The antivenom taken from the horses is used to treat humans suffering from snakebite. Antivenom is injected into the human bloodstream, with the antibodies attacking the venom, neutralising its effects. The dose of antivenom given to a patient varies according to the species responsible for the bite and, when it can be ascertained, the amount of venom injected. The age and weight of the victim makes no difference to the dose of antivenom required in the treatment.
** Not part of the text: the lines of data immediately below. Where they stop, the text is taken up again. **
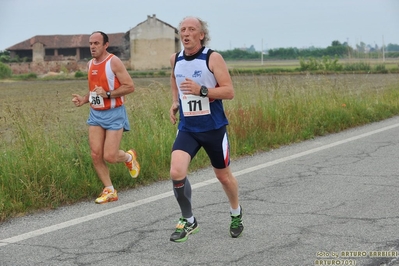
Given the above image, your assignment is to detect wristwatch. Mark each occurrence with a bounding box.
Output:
[200,85,208,97]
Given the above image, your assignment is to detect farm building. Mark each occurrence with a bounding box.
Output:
[6,14,181,71]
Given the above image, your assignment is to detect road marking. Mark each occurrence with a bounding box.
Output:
[0,124,399,247]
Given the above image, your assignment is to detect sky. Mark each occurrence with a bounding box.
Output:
[0,0,399,51]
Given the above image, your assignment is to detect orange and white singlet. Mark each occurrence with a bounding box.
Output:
[88,54,125,110]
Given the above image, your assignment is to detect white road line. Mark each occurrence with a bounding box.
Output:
[0,124,399,247]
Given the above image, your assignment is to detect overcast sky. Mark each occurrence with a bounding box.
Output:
[0,0,399,51]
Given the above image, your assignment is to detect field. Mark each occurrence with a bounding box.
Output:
[0,69,399,222]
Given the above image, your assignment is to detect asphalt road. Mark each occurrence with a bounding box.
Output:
[0,117,399,266]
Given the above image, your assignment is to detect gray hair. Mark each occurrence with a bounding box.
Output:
[179,16,211,46]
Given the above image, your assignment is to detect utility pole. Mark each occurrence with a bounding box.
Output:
[382,35,385,62]
[260,39,263,65]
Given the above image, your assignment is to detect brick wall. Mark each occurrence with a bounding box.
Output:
[8,60,130,75]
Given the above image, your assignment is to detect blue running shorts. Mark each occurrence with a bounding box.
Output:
[87,105,130,131]
[172,126,230,169]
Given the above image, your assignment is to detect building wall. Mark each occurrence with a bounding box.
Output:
[32,42,45,62]
[129,15,180,70]
[8,60,130,75]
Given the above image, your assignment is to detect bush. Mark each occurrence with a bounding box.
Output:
[0,62,12,79]
[75,70,87,78]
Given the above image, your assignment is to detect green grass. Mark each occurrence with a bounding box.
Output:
[0,74,399,222]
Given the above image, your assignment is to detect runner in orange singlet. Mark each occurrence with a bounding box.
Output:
[72,31,140,203]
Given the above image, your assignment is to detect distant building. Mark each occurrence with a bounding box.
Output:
[6,14,181,71]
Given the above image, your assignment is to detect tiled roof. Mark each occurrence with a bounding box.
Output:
[6,33,126,51]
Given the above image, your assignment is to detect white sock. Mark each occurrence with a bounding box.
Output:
[230,205,241,216]
[186,216,194,224]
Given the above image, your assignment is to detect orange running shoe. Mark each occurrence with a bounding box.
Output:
[125,149,140,178]
[95,188,118,204]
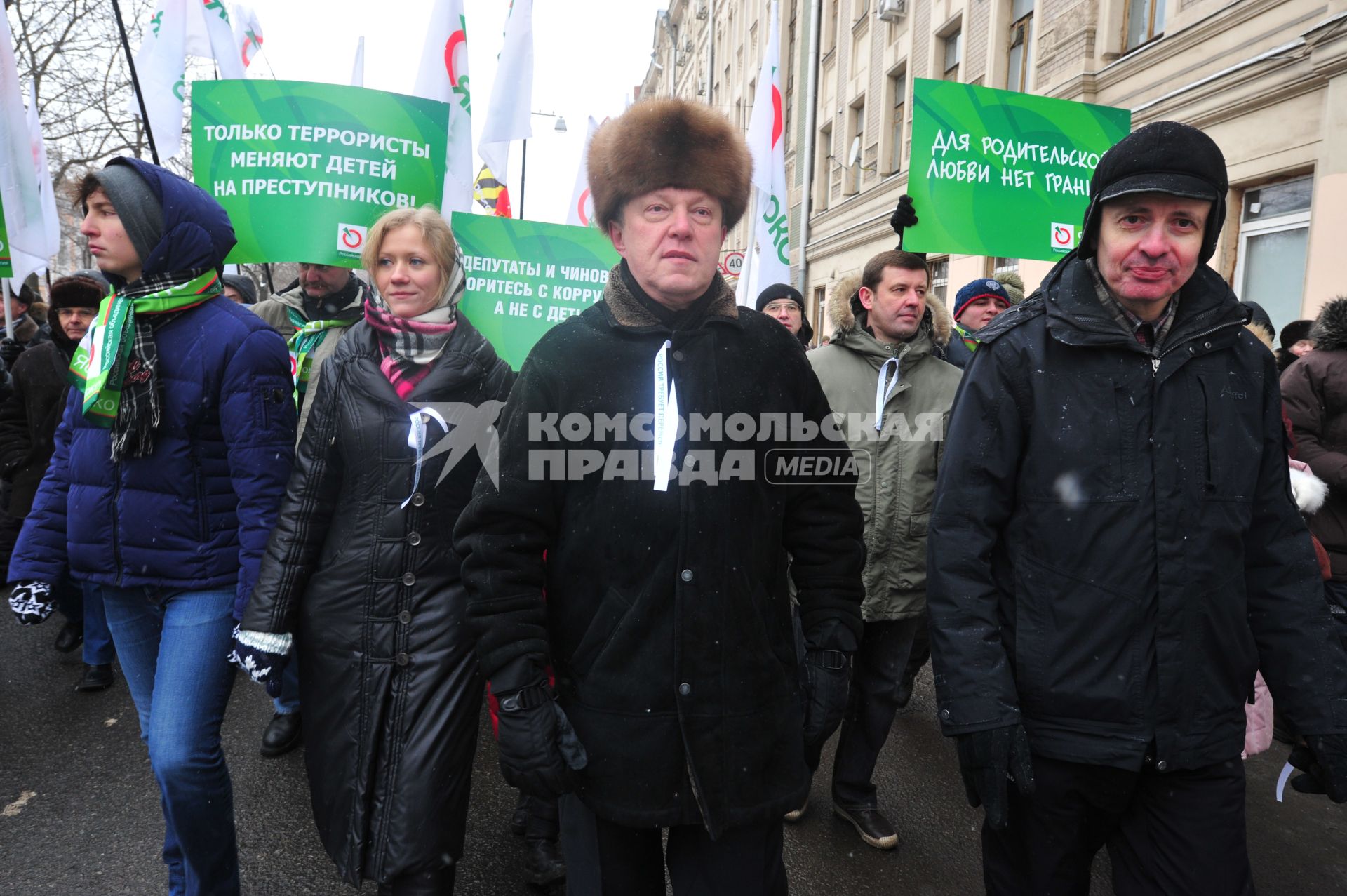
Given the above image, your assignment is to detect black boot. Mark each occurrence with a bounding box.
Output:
[53,620,83,653]
[524,839,565,887]
[76,663,112,694]
[261,713,304,756]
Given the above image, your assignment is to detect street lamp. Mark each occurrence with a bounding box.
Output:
[518,112,565,221]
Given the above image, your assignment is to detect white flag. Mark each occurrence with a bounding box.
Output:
[185,0,246,78]
[229,3,265,73]
[413,0,476,217]
[477,0,533,187]
[126,0,187,161]
[350,35,365,88]
[565,116,598,228]
[734,0,791,305]
[11,82,60,283]
[0,15,60,265]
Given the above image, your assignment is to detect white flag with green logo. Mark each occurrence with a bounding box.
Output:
[413,0,477,218]
[126,0,187,161]
[734,0,791,305]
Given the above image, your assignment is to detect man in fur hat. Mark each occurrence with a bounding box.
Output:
[246,262,369,757]
[0,276,113,691]
[455,98,864,896]
[803,250,959,849]
[928,121,1347,893]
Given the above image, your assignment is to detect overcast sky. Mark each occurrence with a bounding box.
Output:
[249,0,668,224]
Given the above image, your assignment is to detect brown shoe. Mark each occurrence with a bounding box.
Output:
[833,803,899,849]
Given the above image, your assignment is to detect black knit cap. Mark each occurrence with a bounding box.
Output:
[1079,121,1230,262]
[1280,321,1315,352]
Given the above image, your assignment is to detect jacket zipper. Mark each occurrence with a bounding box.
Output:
[1151,322,1243,376]
[112,461,123,587]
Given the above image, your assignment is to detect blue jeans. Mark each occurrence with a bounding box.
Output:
[271,648,299,716]
[79,582,117,666]
[91,584,239,896]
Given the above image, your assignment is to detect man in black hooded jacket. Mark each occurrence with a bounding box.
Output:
[930,121,1347,895]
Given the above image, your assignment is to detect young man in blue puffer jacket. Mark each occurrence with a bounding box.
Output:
[8,159,295,896]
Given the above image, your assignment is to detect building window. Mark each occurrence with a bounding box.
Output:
[1006,0,1033,92]
[941,31,963,81]
[885,69,908,174]
[814,124,833,211]
[931,256,950,302]
[1126,0,1165,50]
[810,286,829,338]
[1235,177,1315,330]
[842,97,865,195]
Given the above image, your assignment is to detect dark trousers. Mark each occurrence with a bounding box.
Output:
[833,617,925,808]
[982,756,1254,896]
[561,795,788,896]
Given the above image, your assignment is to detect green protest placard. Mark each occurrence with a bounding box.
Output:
[192,79,448,268]
[0,194,13,277]
[454,211,618,370]
[902,78,1132,262]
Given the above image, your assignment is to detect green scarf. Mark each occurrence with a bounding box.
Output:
[70,269,220,429]
[286,307,351,407]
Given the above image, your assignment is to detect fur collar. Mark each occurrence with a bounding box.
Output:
[603,262,739,330]
[829,274,953,347]
[1309,297,1347,350]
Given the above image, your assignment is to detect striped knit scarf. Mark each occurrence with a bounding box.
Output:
[365,252,467,401]
[70,268,221,461]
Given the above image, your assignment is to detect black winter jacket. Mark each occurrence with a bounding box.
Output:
[243,314,514,884]
[930,255,1347,770]
[0,340,74,517]
[455,268,865,836]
=== Funnel-web spider venom-milking program ===
Since the inception of the Australian Reptile Park's funnel-web spider antivenom program in 1981, zero deaths have been recorded due to a funnel web spider bite. The Australian Reptile Park's venom program houses over 2,000 spiders from baby spiderlings up to full grown adult male specimens; who are milked on a weekly schedule.

The Australian Reptile Park encourages the public to catch funnel-web spiders in their homes and backyards, if it is safe to do so, and bring the spiders to various drop-off locations in around the Central Coast, Sydney and Newcastle. These spiders will become part of the Park's funnel-web spider breeding and venom-milking programs.

==== Milking funnel-web spiders for venom ====
Spider keepers at the Australian Reptile Park must use steady hands and extreme focus to milk funnel-web spiders. Using a glass pipette on the end of a small vacuum, keepers encourage the funnel web spider to rear up in a defensive position and then gently suck the venom from the end of the spider's fangs.

Once all spiders have been milked, the venom is removed from the pipette and frozen until shipment to Seqiris, where the venom is made into antivenom.

==== Producing funnel-web spider antivenom ====
The process of turning venom into antivenom is long and tricky but not impossible. Once the funnel-web spiders have been milked at the Australian Reptile Park, the venom is frozen and sent to Seqiris in Melbourne, Victoria.

The Seqiris team inject very small amounts of the venom into rabbits, increasing slowly over a six-month period until the rabbit is able to withstand six-times the lethal dose. Blood is then drawn from the rabbit and the blood is spun in a centrifuge. The spinning separates the antibodies from the blood, and it is these antibodies that make antivenom.

==Television==

===Bondi Vet===
The Australian Reptile Park was a frequent feature on Australian factual television series Bondi Vet from 2010 until the show's completion in 2016. The episodes usually involved director Tim Faulkner calling Dr. Chris Brown to the park, or taking an animal either to Brown's clinic or the closer clinic owned by Dr. Peter Nosworthy. As of 2014, Faulkner became a part of the regular cast with a segment airing in every episode. When the series was revived in 2019 as Bondi Vet: Coast to Coast, Faulkner was once again part of the cast.

===The Wild Life of Tim Faulkner===
The Australian Reptile Park is also shown in the spin-off show The Wild Life of Tim Faulkner, on Channel 9 and the National Geographic Channel, which focused primarily on Faulkner's animal-related activities.